Volt's declared goal is a federal United Europe. To achieve this, the party wants a European constitution, government and prime minister.

===Climate===
Volt wants the European Union to become climate-neutral by 2040. To this end, the party wants to promote renewable energies, nuclear energy and circular agriculture. It also wants to ban short-haul flights, expand public transport and invest in a European rail network, abolish subsidies for fossil fuels and close polluting factories until they become more sustainable, ban manufacturers from destroying unused clothing and electronics.

===Economy===
The party wants to use the rebuilding of the economy after the COVID-19 pandemic to make the economy more environmentally friendly and put people's well-being at the centre. To this end, more investment is to be made in hydrogen, artificial intelligence and the reuse of materials with a view to a circular economy. A common European minimum tax is to be introduced for large companies and tax avoidance is to be stopped. Volt wants to simplify cross-border work.

===Digital policy===
The party advocates the establishment of a Ministry of Digitalisation to enable efficient digital government and to promote digitalisation, which Volt believes has been overslept.

The party sees immense opportunities in AI systems, but at the same time emphasises that these should not be blindly left to the free market. The party is in favour of an ethical AI policy at national, European and international level. Among other things, Volt proposes providing every citizen with their own AI chatbot based on open source and reliable data. AI systems should be labelled as safe by an independent party and school children should receive a basic AI education including programming and ethics. Volt also wants to oblige AI providers to disclose data sources and emphasises the need for transparency.

===Governance===
The party is in favour of mayors being directly elected. Citizen participation should be encouraged by promoting citizens' forums and local budgets for citizens to have a direct say in how they are spent. The voting behaviour of MPs is to be made more transparent by making all votes publicly accessible.

Volt wants to expand the House of Representatives from 150 to 250 members and lower the voting age to 16.

===Transport===
The party wants to ban short-haul flights and instead wants to expand public transport and invest in a European network of high-speed trains.

===Security===
Volt supports the creation of a European army.
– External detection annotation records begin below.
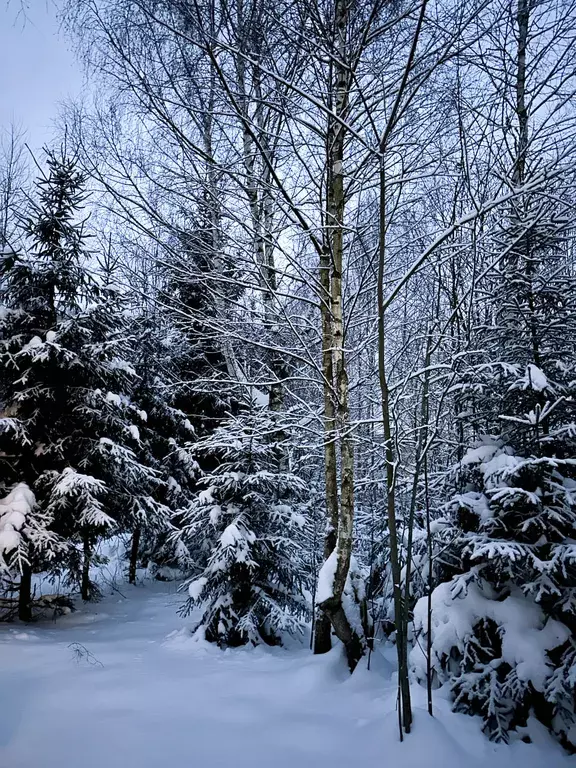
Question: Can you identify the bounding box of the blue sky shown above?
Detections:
[0,0,84,153]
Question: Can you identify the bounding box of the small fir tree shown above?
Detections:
[182,412,308,646]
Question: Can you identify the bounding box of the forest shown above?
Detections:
[0,0,576,768]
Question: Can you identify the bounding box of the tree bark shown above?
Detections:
[18,563,32,621]
[319,0,365,671]
[80,535,92,601]
[377,156,412,733]
[128,525,142,584]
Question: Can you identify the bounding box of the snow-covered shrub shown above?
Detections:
[413,439,576,746]
[0,483,66,621]
[182,413,308,646]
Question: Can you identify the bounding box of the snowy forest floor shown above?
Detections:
[0,582,573,768]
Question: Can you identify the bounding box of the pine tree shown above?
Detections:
[0,152,169,599]
[182,412,309,646]
[0,483,66,621]
[416,0,576,748]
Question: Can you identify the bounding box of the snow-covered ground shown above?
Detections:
[0,583,573,768]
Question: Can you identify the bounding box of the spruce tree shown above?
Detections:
[182,412,310,646]
[0,151,169,599]
[414,0,576,749]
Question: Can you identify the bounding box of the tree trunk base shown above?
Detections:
[319,598,366,673]
[18,564,32,621]
[314,611,332,654]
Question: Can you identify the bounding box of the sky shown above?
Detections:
[0,0,84,154]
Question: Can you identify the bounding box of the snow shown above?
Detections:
[410,582,570,691]
[0,583,573,768]
[461,443,498,466]
[0,483,36,568]
[188,576,208,600]
[106,392,122,406]
[524,363,550,392]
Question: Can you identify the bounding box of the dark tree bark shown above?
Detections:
[128,525,142,584]
[18,563,32,621]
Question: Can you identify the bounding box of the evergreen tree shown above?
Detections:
[0,152,169,599]
[182,412,308,646]
[417,112,576,747]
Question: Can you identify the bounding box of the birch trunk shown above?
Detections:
[320,0,365,671]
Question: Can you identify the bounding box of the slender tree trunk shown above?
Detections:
[18,563,32,621]
[377,156,412,735]
[80,535,92,601]
[128,525,142,584]
[320,0,365,671]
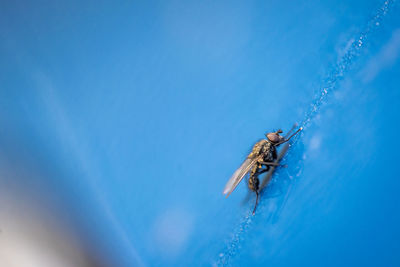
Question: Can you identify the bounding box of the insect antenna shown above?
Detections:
[253,191,258,215]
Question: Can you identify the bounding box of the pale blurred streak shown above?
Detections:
[0,155,113,267]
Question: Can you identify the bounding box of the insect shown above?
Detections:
[224,127,303,215]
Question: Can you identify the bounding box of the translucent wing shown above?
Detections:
[224,157,258,197]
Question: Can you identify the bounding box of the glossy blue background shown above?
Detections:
[0,0,400,266]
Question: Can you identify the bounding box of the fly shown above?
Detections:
[224,127,303,215]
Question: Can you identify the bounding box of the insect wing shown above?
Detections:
[224,158,257,197]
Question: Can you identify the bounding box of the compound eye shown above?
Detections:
[267,133,280,143]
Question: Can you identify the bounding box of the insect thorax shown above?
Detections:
[248,139,276,161]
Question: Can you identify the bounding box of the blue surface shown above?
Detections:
[0,0,400,266]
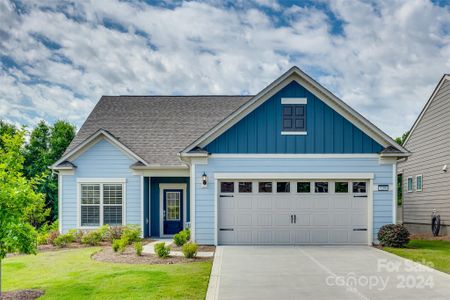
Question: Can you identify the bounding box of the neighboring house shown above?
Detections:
[53,67,409,244]
[398,74,450,234]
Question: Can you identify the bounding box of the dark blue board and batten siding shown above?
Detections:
[205,81,383,153]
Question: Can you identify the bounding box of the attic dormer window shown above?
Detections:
[281,98,307,135]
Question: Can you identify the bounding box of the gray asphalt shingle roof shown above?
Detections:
[66,96,252,166]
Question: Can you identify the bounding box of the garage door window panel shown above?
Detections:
[258,182,272,193]
[277,182,291,193]
[314,182,328,193]
[353,181,367,194]
[239,182,252,193]
[334,181,348,193]
[297,182,311,193]
[220,182,234,193]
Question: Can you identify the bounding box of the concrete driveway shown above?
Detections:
[207,246,450,300]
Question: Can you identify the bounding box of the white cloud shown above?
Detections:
[0,0,450,136]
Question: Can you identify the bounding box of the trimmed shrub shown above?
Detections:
[154,242,170,258]
[378,224,409,248]
[112,240,120,252]
[173,229,191,247]
[122,225,141,245]
[134,242,143,256]
[119,237,129,254]
[182,242,198,258]
[81,230,102,246]
[53,232,75,248]
[47,230,59,245]
[108,226,123,241]
[37,232,49,245]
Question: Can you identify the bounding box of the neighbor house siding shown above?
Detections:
[205,81,383,153]
[397,80,450,225]
[62,139,141,232]
[195,158,393,244]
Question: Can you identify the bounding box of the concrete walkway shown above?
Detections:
[206,246,450,300]
[142,239,214,257]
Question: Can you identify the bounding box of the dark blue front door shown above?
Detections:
[163,189,183,234]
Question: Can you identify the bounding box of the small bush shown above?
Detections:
[173,229,191,247]
[154,242,170,258]
[112,240,120,252]
[122,225,141,245]
[378,224,409,248]
[134,242,143,256]
[119,237,129,254]
[37,232,49,245]
[67,229,84,243]
[108,226,123,241]
[81,230,102,246]
[182,242,198,258]
[47,230,59,245]
[53,232,75,248]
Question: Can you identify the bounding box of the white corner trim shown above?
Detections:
[159,183,187,237]
[281,98,308,104]
[58,174,63,234]
[77,177,127,183]
[403,74,450,146]
[392,164,398,224]
[189,164,196,242]
[140,175,145,238]
[416,174,423,192]
[214,173,374,179]
[51,130,148,168]
[281,131,308,135]
[367,179,374,246]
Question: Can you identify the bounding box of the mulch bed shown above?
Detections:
[410,233,450,241]
[92,246,212,265]
[0,290,44,300]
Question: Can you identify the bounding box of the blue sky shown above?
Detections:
[0,0,450,136]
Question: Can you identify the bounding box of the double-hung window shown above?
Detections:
[80,183,124,227]
[281,98,306,135]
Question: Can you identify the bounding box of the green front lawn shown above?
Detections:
[2,248,211,299]
[383,240,450,274]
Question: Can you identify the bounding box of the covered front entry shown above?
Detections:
[218,179,369,245]
[144,177,190,237]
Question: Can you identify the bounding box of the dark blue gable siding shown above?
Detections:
[205,81,383,153]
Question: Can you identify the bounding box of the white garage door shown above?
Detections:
[218,180,368,245]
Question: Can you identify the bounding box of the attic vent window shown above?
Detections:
[281,98,307,135]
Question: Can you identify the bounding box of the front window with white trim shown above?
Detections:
[407,176,413,193]
[80,183,123,227]
[416,175,423,192]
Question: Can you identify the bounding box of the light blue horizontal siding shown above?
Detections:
[205,81,383,153]
[195,158,394,244]
[62,140,141,232]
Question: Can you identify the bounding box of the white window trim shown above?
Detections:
[77,178,127,229]
[281,98,308,104]
[281,131,308,135]
[406,176,414,193]
[159,183,187,237]
[416,174,423,192]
===Migration and asylum policy===
Migrants and asylum seekers should be distributed throughout Europe according to a distribution key.

===Social policy===
Volt is in favour of the introduction of an unconditional basic income.

==Electoral results==
===House of Representatives===

| Election | Lead candidate | List | Votes | % | Seats | +/– | Government |
| 2021 | Laurens Dassen | List | 252,480 | 2.42 | 3 / 150 | New | Opposition |
| 2023 | List | 178,802 | 1.71 | 2 / 150 | −1 | Opposition |
| 2025 | List | 116,468 | 1.10 | 1 / 150 | −1 | Opposition |

===Senate===

| Election | List | Votes | % | Seats | +/– | Government |
|---|---|---|---|---|---|---|
| 2023 | List | 4,826 | 2.70 | 2 / 75 | New | Opposition |

===European Parliament===

| Election | List | Votes | % | Seats | +/– | EP Group |
|---|---|---|---|---|---|---|
| 2019 | List | 106,004 | 1.93 | 0 / 26 | New | – |
| 2024 | List | 319,483 | 5.13 | 2 / 31 | +2 | Greens/EFA |

== Relationships to other parties ==
As a relatively new political party in the Netherlands, Volt has no established pattern of coalition preferences. As of 2024, the only municipality where Volt is part of the governing coalition is Arnhem, where it collaborates with GroenLinks, D66, Arnhem Centraal, Partij voor de Dieren, and PvdA. This coalition has been described by some in the media as "extreme left.".

Volt Netherlands does not run an independent list for the water board elections. Instead, like GroenLinks and D66, it recommends that its voters support Water Natuurlijk, an independent, green-oriented political party focused solely on water board elections.